Around 1% of children aged around 0 to 17 years can have active epilepsy – which means among 1000 children, 10 children could have epilepsy. In other words, for a better understanding, let us consider a school with 1000 students – among which 10 students could have epilepsy. However, in high-income countries, the estimated percentage would be less.

Most Common Epilepsy in Childhood

Temporal lobe epilepsy (seizures) is the most common type of epilepsy in children as well as in adults. The seizure intensity varies greatly. In some children, seizures are so mild that a child hardly notices them. For instance, a child may feel an odd sensation in the tummy or a funny smell. In some cases, the child can have deep feelings of anxiety and fear or loss of reality (a sense of déjà vu). Children with this type of epilepsy can perform repetitive movements such as rubbing hands together and lip-smacking.

Childhood Epilepsy Risk Factors

The risk factors of childhood epilepsy are many, but the most prominent among those include head injury, prenatal injuries, brain abnormalities, new-born distress, autism spectrum disorders, repeated seizures, long episodes of seizures, a family history of fever-related seizures, and brain infections – meningitis or encephalitis during childhood.

Childhood-onset epilepsy risk factors

Childhood risk for epilepsy: Infants with abnormal brain areas, prenatal injuries, Babies born with a brain abnormality, Cerebral palsy, and babies who are born small for their age.

Epilepsy in children (behavior problems)

The risk associated with epilepsy in children and the development of mental and behavioral problems is up to five times.

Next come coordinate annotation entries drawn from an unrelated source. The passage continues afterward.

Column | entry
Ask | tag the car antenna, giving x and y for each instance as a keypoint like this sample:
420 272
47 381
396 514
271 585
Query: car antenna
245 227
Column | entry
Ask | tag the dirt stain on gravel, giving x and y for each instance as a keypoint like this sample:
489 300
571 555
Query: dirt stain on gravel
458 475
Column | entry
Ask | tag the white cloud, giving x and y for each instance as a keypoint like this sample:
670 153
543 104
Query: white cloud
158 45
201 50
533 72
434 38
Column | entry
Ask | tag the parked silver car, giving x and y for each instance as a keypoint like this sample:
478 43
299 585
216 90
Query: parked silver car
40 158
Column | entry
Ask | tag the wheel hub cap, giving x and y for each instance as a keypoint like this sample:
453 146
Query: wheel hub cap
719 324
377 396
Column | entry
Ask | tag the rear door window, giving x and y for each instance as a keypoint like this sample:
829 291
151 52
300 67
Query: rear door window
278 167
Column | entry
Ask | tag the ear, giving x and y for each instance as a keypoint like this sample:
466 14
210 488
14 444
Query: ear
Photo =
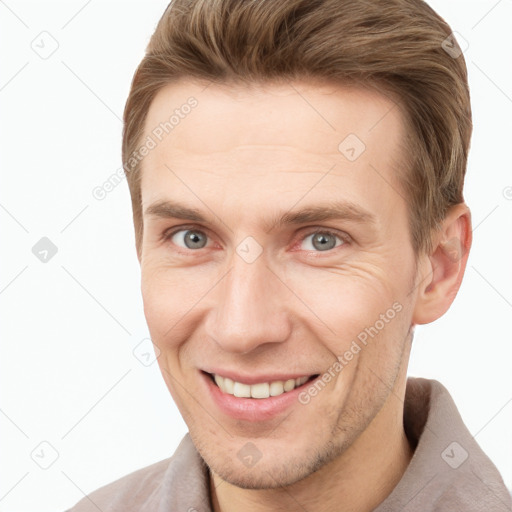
443 269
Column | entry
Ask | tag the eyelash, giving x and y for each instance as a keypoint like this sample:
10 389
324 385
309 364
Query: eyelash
344 237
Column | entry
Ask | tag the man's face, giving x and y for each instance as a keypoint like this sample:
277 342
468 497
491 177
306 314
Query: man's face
242 294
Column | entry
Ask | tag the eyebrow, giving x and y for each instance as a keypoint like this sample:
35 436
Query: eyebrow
336 210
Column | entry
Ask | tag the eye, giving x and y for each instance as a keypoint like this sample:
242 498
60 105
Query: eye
322 241
189 238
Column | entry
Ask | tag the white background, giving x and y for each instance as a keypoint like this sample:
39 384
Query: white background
68 374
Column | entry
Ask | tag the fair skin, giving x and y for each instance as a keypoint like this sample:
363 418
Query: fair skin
242 158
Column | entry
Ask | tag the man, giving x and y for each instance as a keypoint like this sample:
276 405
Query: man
296 173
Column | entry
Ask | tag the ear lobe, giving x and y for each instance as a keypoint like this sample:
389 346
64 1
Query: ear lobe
445 266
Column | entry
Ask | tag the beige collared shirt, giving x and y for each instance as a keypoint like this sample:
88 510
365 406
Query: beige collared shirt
448 471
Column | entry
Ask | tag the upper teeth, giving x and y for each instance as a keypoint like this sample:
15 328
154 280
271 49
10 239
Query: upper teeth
260 390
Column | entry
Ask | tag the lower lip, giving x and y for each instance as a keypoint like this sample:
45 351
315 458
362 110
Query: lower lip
253 409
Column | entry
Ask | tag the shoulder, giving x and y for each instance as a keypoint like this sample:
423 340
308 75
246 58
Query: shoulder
131 491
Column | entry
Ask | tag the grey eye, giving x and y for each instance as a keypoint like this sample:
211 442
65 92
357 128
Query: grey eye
322 241
192 239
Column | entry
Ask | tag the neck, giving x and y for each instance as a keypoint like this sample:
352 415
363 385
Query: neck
358 480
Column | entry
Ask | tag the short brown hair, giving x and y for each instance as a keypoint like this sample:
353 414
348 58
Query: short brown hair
401 47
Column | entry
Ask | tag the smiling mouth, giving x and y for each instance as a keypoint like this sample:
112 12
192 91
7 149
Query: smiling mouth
261 389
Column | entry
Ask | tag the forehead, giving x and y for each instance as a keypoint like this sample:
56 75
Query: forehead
278 138
305 114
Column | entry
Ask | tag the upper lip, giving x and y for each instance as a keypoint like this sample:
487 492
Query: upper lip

Around 30% to 50% of children with childhood epilepsy will develop mental or behavioral problems such as aggression, anxiety, depression, hyperactivity, attention deficit hyperactivity disorder, low self-esteem, and autism spectrum disorders.

Can childhood seizures cause brain damage?

Epilepsy doesn’t cause brain damage or lasting problems unless a seizure lasts longer than 5 minutes. Most seizures last only for a few minutes. However, any disorder that causes seizures can lead to lasting problems. Whether any recurring seizure affects or interferes with brain development is debated. However, one type of seizure can cause brain damage and needs emergency treatment – that is, status epilepticus. This type of seizure is prolonged and severe, life-threatening.

Childhood Epilepsy Long-term Effects

In many countries of the world especially in low-income group countries, children living with epilepsy and their families suffer from social stigma and discrimination. Almost two-thirds of the children living in low-income countries do not get the treatment they need. The risk of long-term effects, complications, and premature death is also higher in such cases.

In many parts of the world, people with epilepsy and their families suffer from stigma and discrimination.

Bottom Line

Childhood epilepsy is defeatable (can be overcome) if it is profoundly diagnosed early and treated promptly. Experts opine that almost 70% of children living with epilepsy could live seizure-free if they are treated effectively with the appropriate use of antiseizure medicines.